C. Il caso tedesco ci insegna che la chiave del rilancio verde passa per una chiara leadership politica, fatta di investimenti mirati e di chiari interventi legislativi volti allo sviluppo del settore. In questo senso più che di fondi, l’Europa avrebbe bisogno di capitale politico.
D. La crisi economica può rappresentare un punto di svolta per le politiche ambientali europee. Perché questo si realizzi, l’Europa deve farsi promotrice di una visione di sviluppo sostenibile che sia il più possibile funzionale alla crescita e al mantenimento di alti livelli occupazionali, tramutando in decisioni politiche e investimenti le opportunità senza precedenti per la riconversione ecologica dell'economia, tout court, offerte dai cambiamenti climatici.

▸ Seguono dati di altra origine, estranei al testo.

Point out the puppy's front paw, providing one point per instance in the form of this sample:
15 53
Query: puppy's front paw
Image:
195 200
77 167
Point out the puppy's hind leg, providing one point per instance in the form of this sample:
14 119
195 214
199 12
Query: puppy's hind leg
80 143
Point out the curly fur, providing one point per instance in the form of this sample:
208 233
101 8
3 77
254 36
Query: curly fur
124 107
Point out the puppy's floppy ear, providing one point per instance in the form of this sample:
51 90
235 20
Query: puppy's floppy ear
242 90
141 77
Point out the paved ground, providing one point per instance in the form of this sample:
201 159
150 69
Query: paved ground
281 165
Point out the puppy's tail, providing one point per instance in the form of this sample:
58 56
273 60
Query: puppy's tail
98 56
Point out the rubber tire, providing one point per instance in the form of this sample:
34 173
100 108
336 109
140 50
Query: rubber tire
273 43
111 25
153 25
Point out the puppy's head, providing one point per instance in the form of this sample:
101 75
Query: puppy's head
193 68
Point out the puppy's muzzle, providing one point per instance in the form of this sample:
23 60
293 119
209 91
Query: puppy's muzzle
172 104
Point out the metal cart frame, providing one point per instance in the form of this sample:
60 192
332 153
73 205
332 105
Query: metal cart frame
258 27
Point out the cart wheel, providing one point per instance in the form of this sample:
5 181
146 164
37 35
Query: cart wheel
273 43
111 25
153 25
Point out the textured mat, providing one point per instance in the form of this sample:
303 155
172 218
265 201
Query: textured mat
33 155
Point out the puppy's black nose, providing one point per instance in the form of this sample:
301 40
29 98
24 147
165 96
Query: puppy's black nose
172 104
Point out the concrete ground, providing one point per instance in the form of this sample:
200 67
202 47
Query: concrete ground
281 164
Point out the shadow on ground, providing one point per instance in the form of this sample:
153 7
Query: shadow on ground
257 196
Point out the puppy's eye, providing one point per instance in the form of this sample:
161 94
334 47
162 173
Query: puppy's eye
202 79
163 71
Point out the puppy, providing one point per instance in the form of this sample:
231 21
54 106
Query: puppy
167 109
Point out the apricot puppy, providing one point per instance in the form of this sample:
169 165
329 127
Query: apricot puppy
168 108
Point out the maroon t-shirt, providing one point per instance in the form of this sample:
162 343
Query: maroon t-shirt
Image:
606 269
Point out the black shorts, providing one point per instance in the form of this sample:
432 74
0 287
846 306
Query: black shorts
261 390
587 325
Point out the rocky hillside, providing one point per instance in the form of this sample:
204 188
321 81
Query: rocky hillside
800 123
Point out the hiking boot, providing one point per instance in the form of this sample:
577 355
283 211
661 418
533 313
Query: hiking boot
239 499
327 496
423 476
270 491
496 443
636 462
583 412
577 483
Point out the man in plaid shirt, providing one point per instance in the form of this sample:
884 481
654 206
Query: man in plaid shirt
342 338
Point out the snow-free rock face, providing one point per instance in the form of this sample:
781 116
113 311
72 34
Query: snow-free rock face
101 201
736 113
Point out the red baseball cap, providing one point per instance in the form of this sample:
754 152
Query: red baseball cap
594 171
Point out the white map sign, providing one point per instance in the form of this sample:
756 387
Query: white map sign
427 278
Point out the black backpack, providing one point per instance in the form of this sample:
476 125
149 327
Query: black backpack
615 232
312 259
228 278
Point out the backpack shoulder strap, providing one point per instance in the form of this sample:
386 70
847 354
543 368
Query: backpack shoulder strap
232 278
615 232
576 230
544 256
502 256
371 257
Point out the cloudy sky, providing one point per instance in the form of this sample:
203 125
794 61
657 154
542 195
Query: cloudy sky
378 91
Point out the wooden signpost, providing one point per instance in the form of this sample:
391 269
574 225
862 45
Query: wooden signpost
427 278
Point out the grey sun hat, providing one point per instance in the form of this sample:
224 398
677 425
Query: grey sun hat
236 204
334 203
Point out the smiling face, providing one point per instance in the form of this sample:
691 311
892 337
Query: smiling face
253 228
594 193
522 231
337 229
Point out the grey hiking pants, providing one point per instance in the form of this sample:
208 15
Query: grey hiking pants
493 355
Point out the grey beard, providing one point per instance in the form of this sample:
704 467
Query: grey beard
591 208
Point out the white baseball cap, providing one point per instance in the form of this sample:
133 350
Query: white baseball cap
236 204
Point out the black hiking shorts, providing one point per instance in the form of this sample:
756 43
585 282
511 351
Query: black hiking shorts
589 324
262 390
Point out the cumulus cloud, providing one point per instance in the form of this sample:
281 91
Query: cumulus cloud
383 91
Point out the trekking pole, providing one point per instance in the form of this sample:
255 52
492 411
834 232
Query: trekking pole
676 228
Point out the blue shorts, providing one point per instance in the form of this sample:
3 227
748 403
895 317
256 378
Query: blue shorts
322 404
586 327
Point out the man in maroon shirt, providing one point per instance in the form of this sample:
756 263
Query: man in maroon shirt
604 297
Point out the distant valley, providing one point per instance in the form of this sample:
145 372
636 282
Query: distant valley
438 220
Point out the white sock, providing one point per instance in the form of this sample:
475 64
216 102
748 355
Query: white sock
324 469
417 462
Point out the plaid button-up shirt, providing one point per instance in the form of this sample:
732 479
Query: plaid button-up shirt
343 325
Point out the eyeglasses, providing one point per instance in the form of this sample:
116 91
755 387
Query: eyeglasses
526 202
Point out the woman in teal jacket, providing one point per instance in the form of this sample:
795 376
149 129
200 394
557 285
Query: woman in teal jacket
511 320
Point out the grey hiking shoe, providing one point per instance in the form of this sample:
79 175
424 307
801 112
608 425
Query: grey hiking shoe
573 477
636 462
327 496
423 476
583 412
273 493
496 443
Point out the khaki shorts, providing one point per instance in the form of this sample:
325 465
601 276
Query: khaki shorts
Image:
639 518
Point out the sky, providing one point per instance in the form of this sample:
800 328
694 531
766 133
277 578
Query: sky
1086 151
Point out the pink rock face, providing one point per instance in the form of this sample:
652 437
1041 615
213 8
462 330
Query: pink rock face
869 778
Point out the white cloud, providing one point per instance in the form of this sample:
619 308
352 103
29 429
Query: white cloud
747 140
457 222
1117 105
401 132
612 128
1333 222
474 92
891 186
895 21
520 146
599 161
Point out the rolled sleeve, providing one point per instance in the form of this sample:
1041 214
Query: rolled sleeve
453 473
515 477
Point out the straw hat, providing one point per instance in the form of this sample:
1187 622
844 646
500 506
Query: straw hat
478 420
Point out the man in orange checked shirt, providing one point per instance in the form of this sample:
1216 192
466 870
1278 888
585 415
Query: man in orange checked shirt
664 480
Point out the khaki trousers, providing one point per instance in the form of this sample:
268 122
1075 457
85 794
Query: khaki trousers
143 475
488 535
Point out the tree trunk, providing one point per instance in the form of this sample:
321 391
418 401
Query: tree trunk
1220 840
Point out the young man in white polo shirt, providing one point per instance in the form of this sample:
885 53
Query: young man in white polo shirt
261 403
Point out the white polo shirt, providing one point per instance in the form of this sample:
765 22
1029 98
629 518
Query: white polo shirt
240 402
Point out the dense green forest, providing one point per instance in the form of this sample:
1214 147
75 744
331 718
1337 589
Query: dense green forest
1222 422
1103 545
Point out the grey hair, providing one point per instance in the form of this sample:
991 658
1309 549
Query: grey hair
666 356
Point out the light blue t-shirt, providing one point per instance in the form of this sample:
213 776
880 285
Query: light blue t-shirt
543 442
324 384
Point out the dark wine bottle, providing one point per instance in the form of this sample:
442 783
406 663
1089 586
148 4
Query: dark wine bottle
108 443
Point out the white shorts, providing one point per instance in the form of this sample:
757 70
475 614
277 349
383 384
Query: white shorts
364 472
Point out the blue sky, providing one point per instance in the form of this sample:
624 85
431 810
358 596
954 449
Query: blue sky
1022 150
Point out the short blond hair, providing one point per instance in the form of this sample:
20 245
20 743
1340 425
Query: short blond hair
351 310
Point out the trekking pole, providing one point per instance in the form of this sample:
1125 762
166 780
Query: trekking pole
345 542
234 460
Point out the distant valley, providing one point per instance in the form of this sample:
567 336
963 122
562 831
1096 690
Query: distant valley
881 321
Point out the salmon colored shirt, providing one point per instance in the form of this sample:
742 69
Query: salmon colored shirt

Come sostiene Pietro Colucci, presidente di Assoambiente, nel recente e documentatissimo libro-intervista di Silvia Zamboni Vento a favore, l’economia verde è una possibile exit strategy dalla crisi finanziaria ed economica: l'economia verde non permette soltanto il rispetto dell’ambiente, ma è un volano di crescita perché è l’unica ad assicurare sviluppo nel lungo periodo e quindi a creare mercato, garantendo ritorni economici: su questa base è possibile e doveroso ricostruire un'Europa desiderabile. Subito.